In den Fig. 18, 19 ist ein weiteres Profil für den Profilstab 7 der Fig. 6 dargestellt, der sich besonders für die Herstellung aus Kunststoff eignet. Der Profilstab 7' weist ein U-förmiges Profil aus einem Boden 44 und zwei an dessen Enden rechtwinklig anschließenden Schenkeln 45, 46 auf. Aus dem Boden 44 ragen zwei L-förmige, zueinander gekehrte Stege 47, 48 heraus, die die Aufnahme 49 für den Hammerkopf mitbilden und den Längsschlitz 38 bestimmen.


Anspruch[de]
  1. 1. Leiter mit zwei Holmen, die Holme verbindenden Sprossen sowie einem Rückenschutzsystem, das aus mit den Holmen verbindbaren Bügeln sowie am Bügelumfang verteilten und mit den Bügeln verbindbaren, vertikalen Profilstäben besteht, wobei die Bügelverbindungen mit den Holmen mittels jeweils mindestens einer Klammer und die Verbindung der Bügel mit den Profilstäben mittels Schrauben erfolgt, dadurch gekennzeichnet, daß jeder Bügel (6) an seinen beiden Enden mittels erster Schraubverbindungen (15) mit je einer Schelle (13) verbindbar ist, die aus einem die Holminnenseite und die beiden Holmstirnseiten einfassenden Bügelstück (18) und an dessen Enden nach außen abgewinkelten Endstücken (19, 20) besteht, wobei das mit dem Bügel (6) verbindbare Endstück (19) zwei in Schellenlängsrichtung angeordnete Bohrungen (10', 11'), von denen die äußere (10') für die erste Schraubverbindung (15) vorgesehen ist, und das andere Endstück (20) einen Querschlitz (26) aufweist, und daß die Klammer (14) mit einem hakenförmig ausgebildeten Ende (28) in den Querschlitz (26) einhakbar ist, an der Holmaußenseite anliegt und am anderen Ende eine Bohrung (11") aufweist, die der inneren Bohrung (11') der Schelle (13) gegenüberliegt und einer zweiten Schraubverbindung (16) mit der Schelle (13) dient.

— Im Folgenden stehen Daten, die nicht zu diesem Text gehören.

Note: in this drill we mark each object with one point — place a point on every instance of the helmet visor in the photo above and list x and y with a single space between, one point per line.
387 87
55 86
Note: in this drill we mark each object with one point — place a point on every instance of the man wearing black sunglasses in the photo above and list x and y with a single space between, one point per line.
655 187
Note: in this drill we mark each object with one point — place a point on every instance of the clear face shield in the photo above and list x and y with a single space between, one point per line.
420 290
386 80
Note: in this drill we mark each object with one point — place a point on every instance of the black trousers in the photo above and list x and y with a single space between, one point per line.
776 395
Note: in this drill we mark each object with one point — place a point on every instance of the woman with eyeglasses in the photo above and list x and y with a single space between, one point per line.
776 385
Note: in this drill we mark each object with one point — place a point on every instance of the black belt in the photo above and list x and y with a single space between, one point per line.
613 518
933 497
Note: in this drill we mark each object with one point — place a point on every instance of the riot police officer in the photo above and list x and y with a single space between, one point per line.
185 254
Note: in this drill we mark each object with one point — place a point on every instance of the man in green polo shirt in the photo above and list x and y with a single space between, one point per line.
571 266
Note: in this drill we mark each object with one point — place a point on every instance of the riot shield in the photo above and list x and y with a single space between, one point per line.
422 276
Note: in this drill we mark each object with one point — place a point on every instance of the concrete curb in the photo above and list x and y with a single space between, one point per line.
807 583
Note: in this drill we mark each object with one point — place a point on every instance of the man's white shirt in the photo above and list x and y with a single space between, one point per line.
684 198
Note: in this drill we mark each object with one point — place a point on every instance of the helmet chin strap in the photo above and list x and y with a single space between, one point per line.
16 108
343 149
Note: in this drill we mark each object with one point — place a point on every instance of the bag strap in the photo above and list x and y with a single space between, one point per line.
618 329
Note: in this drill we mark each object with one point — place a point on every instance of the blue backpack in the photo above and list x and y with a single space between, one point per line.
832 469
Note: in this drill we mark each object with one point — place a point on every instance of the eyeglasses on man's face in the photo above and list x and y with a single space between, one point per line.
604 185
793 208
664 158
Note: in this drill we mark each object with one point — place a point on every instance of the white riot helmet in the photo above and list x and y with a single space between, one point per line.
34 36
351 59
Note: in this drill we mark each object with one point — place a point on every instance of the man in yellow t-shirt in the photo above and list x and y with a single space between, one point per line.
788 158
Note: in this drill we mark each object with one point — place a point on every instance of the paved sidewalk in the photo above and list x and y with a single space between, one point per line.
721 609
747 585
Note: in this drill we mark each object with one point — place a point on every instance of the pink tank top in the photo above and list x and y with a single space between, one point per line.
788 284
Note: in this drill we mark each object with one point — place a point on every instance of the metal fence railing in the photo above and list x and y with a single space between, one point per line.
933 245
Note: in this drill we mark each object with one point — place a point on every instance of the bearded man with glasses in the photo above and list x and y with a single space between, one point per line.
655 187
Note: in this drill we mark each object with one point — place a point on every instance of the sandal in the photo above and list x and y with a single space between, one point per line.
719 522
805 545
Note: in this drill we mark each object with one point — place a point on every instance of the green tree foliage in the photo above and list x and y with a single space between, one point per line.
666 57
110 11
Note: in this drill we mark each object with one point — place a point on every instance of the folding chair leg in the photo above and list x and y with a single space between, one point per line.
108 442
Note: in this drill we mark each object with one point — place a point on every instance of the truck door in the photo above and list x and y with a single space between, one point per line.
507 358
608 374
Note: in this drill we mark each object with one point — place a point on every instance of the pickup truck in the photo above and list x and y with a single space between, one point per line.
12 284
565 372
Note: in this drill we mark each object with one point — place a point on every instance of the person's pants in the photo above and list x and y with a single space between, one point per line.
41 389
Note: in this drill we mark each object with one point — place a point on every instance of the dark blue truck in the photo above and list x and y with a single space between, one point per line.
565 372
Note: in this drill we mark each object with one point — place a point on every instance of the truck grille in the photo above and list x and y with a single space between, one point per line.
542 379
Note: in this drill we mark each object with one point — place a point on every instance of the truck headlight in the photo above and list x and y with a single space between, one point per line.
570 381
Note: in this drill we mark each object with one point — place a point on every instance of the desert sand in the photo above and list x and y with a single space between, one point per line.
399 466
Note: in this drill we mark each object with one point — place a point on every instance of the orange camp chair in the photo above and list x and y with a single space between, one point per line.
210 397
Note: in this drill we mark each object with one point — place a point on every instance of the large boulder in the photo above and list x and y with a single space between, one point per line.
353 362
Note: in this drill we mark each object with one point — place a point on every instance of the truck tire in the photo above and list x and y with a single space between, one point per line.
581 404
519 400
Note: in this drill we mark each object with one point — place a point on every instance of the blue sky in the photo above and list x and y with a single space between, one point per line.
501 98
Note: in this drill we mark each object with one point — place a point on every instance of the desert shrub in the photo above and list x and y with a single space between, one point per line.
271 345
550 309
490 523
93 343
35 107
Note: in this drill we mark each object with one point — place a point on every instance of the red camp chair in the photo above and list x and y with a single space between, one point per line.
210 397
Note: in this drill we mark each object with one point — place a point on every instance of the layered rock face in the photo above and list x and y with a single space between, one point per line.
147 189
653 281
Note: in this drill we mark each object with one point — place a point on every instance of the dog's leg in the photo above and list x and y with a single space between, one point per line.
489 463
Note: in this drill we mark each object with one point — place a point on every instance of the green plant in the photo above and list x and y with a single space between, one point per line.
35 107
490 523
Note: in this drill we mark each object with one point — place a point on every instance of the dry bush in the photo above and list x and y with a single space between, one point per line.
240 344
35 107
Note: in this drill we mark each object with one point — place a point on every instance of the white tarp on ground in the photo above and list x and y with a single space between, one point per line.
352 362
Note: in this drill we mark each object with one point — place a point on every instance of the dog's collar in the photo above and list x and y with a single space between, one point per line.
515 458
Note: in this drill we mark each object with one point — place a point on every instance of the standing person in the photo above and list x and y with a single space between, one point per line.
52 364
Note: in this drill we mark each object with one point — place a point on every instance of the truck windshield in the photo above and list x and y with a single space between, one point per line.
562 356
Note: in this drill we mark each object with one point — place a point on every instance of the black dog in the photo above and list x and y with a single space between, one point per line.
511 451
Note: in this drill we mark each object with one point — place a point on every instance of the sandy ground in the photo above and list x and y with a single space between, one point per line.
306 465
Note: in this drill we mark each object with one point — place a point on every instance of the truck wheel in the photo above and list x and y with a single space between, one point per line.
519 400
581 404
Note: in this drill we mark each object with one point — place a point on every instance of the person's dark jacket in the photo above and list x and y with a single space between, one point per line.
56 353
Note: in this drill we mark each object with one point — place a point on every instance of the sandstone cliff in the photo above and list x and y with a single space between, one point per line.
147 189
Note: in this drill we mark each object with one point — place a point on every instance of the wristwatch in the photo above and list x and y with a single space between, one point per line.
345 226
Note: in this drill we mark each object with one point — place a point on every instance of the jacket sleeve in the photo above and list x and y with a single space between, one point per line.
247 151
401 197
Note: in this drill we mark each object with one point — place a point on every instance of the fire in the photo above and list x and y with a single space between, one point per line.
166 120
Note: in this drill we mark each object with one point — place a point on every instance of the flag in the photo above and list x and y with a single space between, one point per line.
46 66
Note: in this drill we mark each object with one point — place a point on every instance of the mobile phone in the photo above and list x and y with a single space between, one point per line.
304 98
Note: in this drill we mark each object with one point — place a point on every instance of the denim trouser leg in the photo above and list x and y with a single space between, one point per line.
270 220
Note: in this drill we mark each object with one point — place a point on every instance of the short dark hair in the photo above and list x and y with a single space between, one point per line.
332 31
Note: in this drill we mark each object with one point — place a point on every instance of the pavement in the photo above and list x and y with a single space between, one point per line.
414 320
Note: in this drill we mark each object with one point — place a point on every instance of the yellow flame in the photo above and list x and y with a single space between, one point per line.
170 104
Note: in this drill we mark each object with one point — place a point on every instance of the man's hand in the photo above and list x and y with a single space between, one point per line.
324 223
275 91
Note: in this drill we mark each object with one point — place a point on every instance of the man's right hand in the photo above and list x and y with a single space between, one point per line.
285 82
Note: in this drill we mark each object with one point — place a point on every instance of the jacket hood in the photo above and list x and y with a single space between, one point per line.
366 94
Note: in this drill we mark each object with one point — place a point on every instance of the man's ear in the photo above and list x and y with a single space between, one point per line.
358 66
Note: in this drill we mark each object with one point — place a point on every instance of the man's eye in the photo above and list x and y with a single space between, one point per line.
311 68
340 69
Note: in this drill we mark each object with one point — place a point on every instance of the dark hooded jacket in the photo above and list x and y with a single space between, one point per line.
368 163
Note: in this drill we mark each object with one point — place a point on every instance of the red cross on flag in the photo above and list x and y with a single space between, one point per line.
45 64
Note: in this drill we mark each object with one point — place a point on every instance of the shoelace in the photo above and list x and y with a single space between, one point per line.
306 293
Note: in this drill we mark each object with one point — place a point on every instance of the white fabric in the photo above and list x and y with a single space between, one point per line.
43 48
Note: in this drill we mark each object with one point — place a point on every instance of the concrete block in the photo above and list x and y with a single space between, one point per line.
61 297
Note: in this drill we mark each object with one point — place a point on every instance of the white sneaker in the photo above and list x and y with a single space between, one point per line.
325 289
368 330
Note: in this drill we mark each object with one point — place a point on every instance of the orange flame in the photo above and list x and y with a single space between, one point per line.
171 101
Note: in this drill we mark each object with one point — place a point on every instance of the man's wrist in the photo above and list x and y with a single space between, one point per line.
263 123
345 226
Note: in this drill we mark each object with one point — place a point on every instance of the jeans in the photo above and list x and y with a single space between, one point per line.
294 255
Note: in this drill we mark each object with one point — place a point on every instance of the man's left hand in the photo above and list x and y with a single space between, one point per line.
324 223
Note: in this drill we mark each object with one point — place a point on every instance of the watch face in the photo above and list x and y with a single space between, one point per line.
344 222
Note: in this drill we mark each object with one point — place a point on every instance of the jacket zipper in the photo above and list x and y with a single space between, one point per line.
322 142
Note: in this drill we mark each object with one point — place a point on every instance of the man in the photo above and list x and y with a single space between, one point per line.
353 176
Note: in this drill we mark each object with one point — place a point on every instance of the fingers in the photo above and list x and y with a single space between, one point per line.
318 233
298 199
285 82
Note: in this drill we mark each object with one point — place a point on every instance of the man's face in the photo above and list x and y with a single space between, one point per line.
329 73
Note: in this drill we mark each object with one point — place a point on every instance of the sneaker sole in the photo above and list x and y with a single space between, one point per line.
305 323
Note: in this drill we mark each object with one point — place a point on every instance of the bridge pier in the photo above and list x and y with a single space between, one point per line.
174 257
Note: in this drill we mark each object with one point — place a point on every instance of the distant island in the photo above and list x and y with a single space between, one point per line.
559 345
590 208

  2. 2. Leiter nach Anspruch 1, dadurch gekennzeichnet, daß die Schelle (13) und die Klammer (14) Verstärkungsrippen (21, 22, 25; 30, 31) aufweisen.
  3. 3. Leiter nach Anspruch 1 oder 2, dadurch gekennzeichnet, daß der Bügel (6) mit zwei außenliegenden Längsrippen (8, 9) und das mit dem Bügel verbindbare Endstück (19) der Schelle (13) mit gleichartigen Rippen (23, 24) versehen ist.
  4. 4. Leiter nach einem der Ansprüche 1 bis 3, dadurch gekennzeichnet, daß für die Verbindung eines Bügels (6) mit einem Profilstab (7) Hammerkopfschrauben (17) verwendet werden.
  5. 5. Leiter nach einem der Ansprüche 1 bis 4, dadurch gekennzeichnet, daß die Profilstäbe (7) ein kastenförmiges Rechteckprofil mit einem Längsschlitz (38) aufweisen, wobei Endstücke (40, 41) der einen Profillängswand (39) nach innen abgewinkelt sind.
  6. 6. Leiter nach einem der Ansprüche 1 bis 4, dadurch gekennzeichnet, daß Profilstäbe (7') mit einem U-förmigen Profil aus einem Boden (44) und zwei an dessen Enden rechtwinklig anschließenden Schenkeln (45, 46) vorgesehen sind und aus dem Boden (44) zwei L-förmige, zueinander gekehrte Stege (47, 48) ragen, die eine Aufnahme für den Hammerkopf einer Hammerkopfschraube (17) bilden und den Längsschlitz (38) bestimmen.
  7. 7. Leiter nach einem der Ansprüche 1 bis 6, dadurch gekennzeichnet, daß die Profilstäbe (7, 7') mit Markierungen (42, 42') für die Positionierung der Bügel (6) versehen sind.